In Trinity Professor Christine Drennon’s presentation “Redeeming the American Dream: A conversation on housing equitability and gentrification in San Antonio,” she examines government policies that made obtaining the American Dream nearly impossible for African American and Mexican communities in San Antonio.
The Jan. 14, 2018 DreamWeek presentation continued with a panel moderated by Dignowity Hill Neighborhood Association president Brian Dillard discussing the implications of historic inequity and possible solutions.
- Diego Bernal, State Rep. Texas House District 123
- Victoria Lin Gonzalez, Senior Policy Advisor, Mayor Ron Nirenberg
- Pedro Martinez, Superintendent, San Antonio ISD
- Lourdes Castro Ramirez, President, UHS Foundation, Chair of Mayor's Housing Policy Task Force
- Stephen W. Yndo, Chair, Urban Land Institute and Owner Yndo Commercial Real Estate Company
Replay video of Drennon’s presentation and the panel discussion here and scroll down for more of this article.

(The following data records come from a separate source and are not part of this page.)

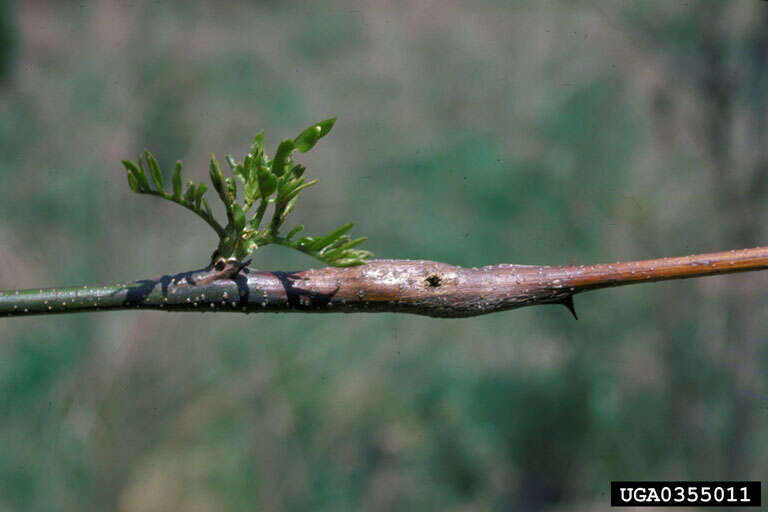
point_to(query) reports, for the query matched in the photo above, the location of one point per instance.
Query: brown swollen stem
(397, 286)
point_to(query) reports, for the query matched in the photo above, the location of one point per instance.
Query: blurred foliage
(469, 133)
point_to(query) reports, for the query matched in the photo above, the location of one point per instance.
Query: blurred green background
(469, 132)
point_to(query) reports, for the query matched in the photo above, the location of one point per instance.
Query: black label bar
(685, 494)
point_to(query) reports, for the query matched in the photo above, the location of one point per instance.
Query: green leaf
(217, 178)
(309, 137)
(177, 181)
(201, 189)
(154, 170)
(189, 193)
(267, 182)
(231, 188)
(258, 143)
(282, 157)
(141, 177)
(133, 182)
(207, 208)
(330, 237)
(294, 231)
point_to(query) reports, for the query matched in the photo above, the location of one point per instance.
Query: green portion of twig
(276, 182)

For many families, the accumulation of wealth and the achievement of the American dream is derived from home ownership.
Drennon showed how the federal government would only back banks to make home mortgages in areas deemed worthy, i.e. communities with higher concentration of white families. That left communities of color literally redlined, deemed not a good investment.
While the federal government discontinued the discriminatory policy of redlining, the negative effects continue to exist, her presentation showed
One of the results of this policy was that school districts were shaped by the federal loan policies.
The concentration of wealth meant well-funded schools in some areas, while the concentration of poverty created struggling school districts elsewhere.
Drennon said any government solutions that correcting the inequality must not look to treating everyone the same, or else the status quo will be maintained.
The decades of disinvestment in communities of color means it will take more than treating everyone equally to level the playing field, she said.
Since the federal government’s reversal of their loan policy, what are the laws in place now that continue to fuel inequality?
What changes can be implemented to foster investment in struggling neighborhoods without pushing out existing residents?
These were some of the questions tackled in the panel discussion.